# Natanael Diniz

A vaidade política

28 de Novembro de 2017 às 08:53

A política nas suas mais variadas ações são reflexos da vontade e do querer popular. Querendo ou não em um regime representativo, democrático elegemos nossas autoridades para cargos públicos. Todavia, muitos agentes públicos fazem dessa prerrogativa para ampliar exclusivamente seu poder de atuação. A vaidade política está rondando o perfil de muitos eleitos, eles desejam ocupar a cena a todo custo, e geralmente em sua maioria deixam de trabalhar em prol da população para dedicar aos projetos de seu interesse pessoal. Tenho sempre destacado que um prefeito, vice, vereadores, deputados, senadores devem pautar sua agenda por ações que visem o bem comum, nossa crise não é só política, mas é através da política que podemos retirar do poder pessoas que só querem usufruir do cargo por pura vaidade e jogo de poder.
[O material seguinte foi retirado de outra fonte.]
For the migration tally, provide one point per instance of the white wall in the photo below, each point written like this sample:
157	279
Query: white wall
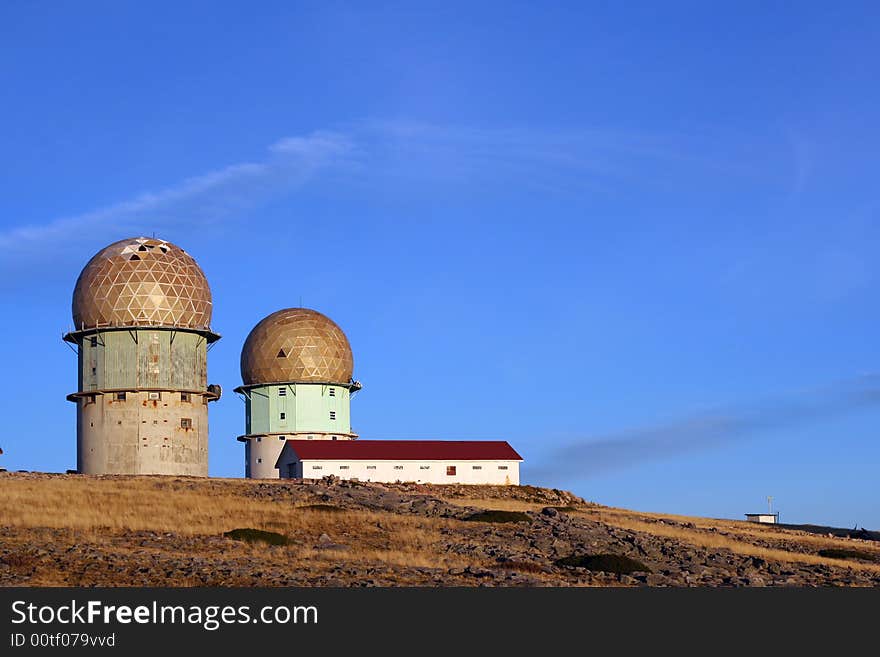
423	472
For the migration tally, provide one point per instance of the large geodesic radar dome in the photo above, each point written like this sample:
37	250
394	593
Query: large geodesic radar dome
142	281
296	344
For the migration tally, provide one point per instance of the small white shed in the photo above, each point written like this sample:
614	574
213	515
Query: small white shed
764	518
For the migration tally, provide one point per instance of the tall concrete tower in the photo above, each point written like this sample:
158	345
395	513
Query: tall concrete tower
142	316
296	365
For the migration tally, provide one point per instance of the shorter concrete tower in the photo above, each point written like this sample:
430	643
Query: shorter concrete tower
142	315
296	365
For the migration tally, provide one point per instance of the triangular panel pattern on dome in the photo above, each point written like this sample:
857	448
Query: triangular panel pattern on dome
163	287
315	349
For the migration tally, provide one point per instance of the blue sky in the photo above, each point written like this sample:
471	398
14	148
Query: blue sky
637	241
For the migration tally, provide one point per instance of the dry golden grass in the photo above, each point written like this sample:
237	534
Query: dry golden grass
630	520
743	529
495	504
98	509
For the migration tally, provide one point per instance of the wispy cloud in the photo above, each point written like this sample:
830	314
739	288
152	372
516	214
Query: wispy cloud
210	196
370	152
602	454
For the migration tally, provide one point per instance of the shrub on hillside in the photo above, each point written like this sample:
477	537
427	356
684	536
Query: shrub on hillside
845	553
609	563
251	535
499	516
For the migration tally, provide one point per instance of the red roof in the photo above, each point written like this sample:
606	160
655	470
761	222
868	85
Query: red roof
405	450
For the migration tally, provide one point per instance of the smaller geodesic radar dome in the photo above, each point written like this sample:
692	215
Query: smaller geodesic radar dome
142	281
296	344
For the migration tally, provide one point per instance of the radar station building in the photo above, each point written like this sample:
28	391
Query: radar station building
142	316
296	366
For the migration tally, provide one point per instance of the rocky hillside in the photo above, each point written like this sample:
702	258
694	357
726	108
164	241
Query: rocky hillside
177	531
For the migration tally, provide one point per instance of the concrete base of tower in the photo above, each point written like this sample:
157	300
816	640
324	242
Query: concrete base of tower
261	451
142	432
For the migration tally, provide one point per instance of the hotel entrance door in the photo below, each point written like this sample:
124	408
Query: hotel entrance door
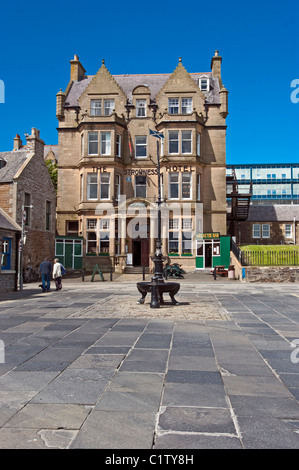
141	252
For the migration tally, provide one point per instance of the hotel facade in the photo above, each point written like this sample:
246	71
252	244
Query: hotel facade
109	161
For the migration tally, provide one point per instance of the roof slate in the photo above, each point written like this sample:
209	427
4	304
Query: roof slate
154	82
14	161
7	223
273	213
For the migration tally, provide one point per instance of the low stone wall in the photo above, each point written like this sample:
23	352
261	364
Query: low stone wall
271	274
7	281
265	273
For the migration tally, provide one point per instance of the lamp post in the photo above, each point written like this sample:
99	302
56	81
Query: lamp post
157	286
21	246
158	257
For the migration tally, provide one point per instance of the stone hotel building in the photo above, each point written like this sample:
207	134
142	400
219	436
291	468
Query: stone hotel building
108	174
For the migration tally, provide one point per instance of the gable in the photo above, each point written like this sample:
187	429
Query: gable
181	84
103	85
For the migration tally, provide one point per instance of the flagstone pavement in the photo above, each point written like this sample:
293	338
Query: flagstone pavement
88	367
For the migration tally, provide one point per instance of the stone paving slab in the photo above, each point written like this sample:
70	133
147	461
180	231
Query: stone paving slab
90	368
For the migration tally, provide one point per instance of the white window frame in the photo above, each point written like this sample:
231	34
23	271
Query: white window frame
137	185
139	145
177	140
187	107
105	184
105	144
186	182
95	107
141	108
198	176
109	105
170	183
288	230
187	240
118	145
265	230
173	106
256	230
204	84
117	188
90	185
95	141
198	136
186	140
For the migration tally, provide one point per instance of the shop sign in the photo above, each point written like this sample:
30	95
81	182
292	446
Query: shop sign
207	236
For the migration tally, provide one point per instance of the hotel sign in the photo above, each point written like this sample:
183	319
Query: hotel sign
207	236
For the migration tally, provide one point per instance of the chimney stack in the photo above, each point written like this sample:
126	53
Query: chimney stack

Todo poder é transitório, hoje quem comanda, amanhã pode ser  comandado. A lógica democrática deve-se orientar por esse prisma, não podemos deter o poder na mão só de alguns. É lamentável constatar que poucos agentes públicos têm projetos para melhorar a vida da comunidade, mas ficam fazendo jogatinas para permanecer no poder ou conquistar novos cargos.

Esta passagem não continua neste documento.